Lawmakers demand Guantanamo Uighurs move to US
American authorities cleared the 17 imprisoned Uighurs four years ago and have previously asked Germany to take some of the Uighurs in.Washington -- Two lawmakers with President Barack Obama's Democratic Party appealed Thursday to let Uighurs locked up at Guantanamo Bay move to the United States, saying they were victims of injustice.
The plea came despite an overwhelming Senate vote a day earlier to block money to transfer inmates out of the deeply controversial "war on terror" prison in Cuba, which Obama on Thursday vowed again to shut down.
US authorities four years ago cleared 17 imprisoned Uighurs -- members of a largely Muslim group in northwestern China who the State Department says face worsening persecution by Beijing.

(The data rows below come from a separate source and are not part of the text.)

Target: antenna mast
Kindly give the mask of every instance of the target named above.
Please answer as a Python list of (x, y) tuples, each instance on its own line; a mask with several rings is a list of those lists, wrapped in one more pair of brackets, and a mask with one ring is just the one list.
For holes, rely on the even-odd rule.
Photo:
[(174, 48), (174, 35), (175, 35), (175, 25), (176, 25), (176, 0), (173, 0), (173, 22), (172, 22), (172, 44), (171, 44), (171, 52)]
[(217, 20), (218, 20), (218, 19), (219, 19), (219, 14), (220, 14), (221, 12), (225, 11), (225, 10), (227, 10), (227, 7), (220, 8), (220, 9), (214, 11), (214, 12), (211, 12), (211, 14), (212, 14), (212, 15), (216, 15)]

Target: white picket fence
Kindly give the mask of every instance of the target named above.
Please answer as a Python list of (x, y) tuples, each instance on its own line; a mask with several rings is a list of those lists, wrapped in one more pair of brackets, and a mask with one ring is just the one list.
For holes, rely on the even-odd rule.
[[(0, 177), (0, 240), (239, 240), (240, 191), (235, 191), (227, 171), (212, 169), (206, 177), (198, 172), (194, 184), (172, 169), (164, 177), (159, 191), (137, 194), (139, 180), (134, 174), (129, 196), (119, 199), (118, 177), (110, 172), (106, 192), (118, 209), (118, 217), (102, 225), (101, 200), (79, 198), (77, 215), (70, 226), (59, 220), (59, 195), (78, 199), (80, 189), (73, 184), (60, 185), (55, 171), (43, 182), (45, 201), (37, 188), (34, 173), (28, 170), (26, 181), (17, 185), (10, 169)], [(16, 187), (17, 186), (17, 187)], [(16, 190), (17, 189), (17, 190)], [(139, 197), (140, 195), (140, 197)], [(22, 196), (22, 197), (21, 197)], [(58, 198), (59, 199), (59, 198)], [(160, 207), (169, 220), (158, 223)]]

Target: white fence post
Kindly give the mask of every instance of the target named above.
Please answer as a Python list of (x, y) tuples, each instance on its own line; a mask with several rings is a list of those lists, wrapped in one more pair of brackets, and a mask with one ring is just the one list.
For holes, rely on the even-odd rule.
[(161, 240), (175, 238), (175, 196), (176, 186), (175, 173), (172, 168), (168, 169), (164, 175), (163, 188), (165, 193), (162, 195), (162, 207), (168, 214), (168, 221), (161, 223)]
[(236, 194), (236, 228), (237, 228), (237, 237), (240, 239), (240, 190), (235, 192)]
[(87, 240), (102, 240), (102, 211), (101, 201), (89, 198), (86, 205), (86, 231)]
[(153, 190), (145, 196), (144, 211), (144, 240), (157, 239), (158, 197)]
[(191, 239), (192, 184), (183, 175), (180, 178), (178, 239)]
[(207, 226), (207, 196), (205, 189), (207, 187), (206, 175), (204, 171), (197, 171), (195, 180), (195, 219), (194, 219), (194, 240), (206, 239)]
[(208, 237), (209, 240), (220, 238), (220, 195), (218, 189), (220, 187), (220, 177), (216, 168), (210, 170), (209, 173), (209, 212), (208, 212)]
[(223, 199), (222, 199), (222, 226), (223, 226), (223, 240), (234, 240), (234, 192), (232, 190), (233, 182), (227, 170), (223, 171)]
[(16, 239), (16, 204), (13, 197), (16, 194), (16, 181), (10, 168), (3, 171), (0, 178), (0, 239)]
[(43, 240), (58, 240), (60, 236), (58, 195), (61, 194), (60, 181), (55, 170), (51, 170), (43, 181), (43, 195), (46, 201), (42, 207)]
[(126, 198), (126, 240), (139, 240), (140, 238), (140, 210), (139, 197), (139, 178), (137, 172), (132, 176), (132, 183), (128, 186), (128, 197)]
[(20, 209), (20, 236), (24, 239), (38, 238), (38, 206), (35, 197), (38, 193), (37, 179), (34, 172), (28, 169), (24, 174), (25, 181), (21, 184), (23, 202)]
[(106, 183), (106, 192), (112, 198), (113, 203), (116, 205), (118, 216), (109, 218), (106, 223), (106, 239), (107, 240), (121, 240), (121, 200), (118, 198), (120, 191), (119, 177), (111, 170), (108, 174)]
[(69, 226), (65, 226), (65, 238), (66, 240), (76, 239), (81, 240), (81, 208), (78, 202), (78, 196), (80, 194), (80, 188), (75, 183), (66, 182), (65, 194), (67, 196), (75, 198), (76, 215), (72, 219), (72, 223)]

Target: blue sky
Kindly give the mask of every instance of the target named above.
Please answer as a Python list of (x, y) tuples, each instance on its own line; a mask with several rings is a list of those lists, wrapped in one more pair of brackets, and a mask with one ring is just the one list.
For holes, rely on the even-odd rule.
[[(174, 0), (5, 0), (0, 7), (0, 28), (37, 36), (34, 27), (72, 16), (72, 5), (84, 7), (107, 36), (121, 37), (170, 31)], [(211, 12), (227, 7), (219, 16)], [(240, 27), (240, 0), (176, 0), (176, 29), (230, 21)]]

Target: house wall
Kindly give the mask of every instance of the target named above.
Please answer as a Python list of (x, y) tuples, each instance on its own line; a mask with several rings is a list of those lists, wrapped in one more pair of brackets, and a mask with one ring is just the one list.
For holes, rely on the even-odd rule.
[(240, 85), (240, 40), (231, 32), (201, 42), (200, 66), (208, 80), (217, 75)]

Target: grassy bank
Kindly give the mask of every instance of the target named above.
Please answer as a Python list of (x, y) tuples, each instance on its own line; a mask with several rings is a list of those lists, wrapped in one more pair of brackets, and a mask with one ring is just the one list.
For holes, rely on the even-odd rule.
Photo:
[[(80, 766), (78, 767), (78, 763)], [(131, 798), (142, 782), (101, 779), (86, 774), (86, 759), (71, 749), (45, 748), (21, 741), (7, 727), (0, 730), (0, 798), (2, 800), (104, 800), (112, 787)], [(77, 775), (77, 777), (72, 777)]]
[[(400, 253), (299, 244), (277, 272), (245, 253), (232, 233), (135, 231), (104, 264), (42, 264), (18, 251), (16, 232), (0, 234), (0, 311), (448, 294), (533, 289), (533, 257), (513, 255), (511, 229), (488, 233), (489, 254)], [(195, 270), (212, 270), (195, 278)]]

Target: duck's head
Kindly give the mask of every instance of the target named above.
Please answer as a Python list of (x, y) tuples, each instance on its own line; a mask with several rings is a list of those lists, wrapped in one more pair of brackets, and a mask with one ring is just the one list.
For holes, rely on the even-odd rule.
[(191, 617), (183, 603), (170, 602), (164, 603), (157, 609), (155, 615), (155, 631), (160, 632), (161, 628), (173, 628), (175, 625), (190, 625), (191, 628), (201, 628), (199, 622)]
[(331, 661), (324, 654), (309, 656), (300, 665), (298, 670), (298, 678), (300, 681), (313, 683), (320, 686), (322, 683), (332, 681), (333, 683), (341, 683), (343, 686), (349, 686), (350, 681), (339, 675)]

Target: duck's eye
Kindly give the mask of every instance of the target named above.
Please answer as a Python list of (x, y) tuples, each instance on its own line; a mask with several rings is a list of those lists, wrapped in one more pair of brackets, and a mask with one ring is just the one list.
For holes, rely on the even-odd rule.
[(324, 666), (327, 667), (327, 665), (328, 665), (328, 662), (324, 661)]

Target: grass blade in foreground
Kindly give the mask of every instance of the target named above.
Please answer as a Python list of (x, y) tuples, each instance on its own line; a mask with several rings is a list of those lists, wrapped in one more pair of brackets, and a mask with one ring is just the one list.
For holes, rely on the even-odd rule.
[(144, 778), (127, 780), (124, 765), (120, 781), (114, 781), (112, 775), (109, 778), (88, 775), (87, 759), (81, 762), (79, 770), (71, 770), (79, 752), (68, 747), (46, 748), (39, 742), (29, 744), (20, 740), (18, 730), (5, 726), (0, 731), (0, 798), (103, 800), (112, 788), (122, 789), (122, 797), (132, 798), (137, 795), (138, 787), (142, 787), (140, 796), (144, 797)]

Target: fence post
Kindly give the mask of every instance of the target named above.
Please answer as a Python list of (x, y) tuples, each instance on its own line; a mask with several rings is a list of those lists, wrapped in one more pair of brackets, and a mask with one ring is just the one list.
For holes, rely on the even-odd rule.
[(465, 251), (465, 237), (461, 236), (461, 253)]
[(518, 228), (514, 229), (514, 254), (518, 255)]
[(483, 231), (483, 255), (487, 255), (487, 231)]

But they are stuck at Guantanamo Bay due to fears that Beijing would torture them if they return. The United States has asked Germany, home to a large Uighur community, to take them in.
"We cannot expect the world to miraculously resolve this problem of our own making," Congressman Jim McGovern said.
"It is not enough, quite frankly, to ask that they be placed in Germany or in some other European country. I believe that we have an obligation to resettle at least some of the Uighurs here in the United States."
He and other lawmakers were addressing a world assembly of Uighurs, including dissident leader Rebiya Kadeer, who were meeting at the US Capitol in a bid to showcase their international support.
"Despite all of our words and our resolutions, we have let you down and we have put America's judicial system and our moral standing in the world at risk," said Bill Delahunt, like McGovern a Democratic congressman from Massachusetts.
"The Uighur people are not enemies of America. In fact, I know you admire our fundamental ideals of life, liberty and the pursuit of happiness," he said.
But the Senate on Wednesday cut off money to transfer the Guantanamo detainees, with Democrats joining Republicans in fearing public reaction to moving them into communities.
Nury Turkel, an attorney working on the detainees' legal team, denounced the Senate vote.
"What it did was effectively to try to build an American gulag in Guantanamo even though the Uighur men have already been cleared," he said. "President Obama needs to show leadership to free them."
More than 100 Uighur leaders are taking part in the talks in Washington, a venue chosen both for its large Uighur community and to symbolize hopes of drawing the sort of global attention given the Tibetan movement.
"The Chinese government is doing all that it can to prevent the Uighur issue from being internationalized and has intensified its repression," Kadeer said.
"I am calling for the support of the free world -- especially the United States, Western Europe and human rights groups. I believe our peaceful struggle shall succeed and we will find a way to peacefully achieve our freedom and human rights," she said.
Kadeer was released to the United States under international pressure in 2005 after spending some six years in prison following an attempt to meet US congressional researchers.
China accuses her of separatism and supporting "terrorism" in Xinjiang, charges Kadeer rejects.
Some Republican lawmakers accused President Barack Obama of turning a blind eye to abuses by China as he seeks broader cooperation on other issues, particularly the economy.
"The Chinese government's human rights record is worsening, while the concern of other governments is diminishing," Chris Smith, a Republican congressman from New Jersey, told the Uighurs.
"Despite this, I want to assure you that you have many friends in Congress and insist to you that you have plenty of reason to believe that you will prevail," Smith said.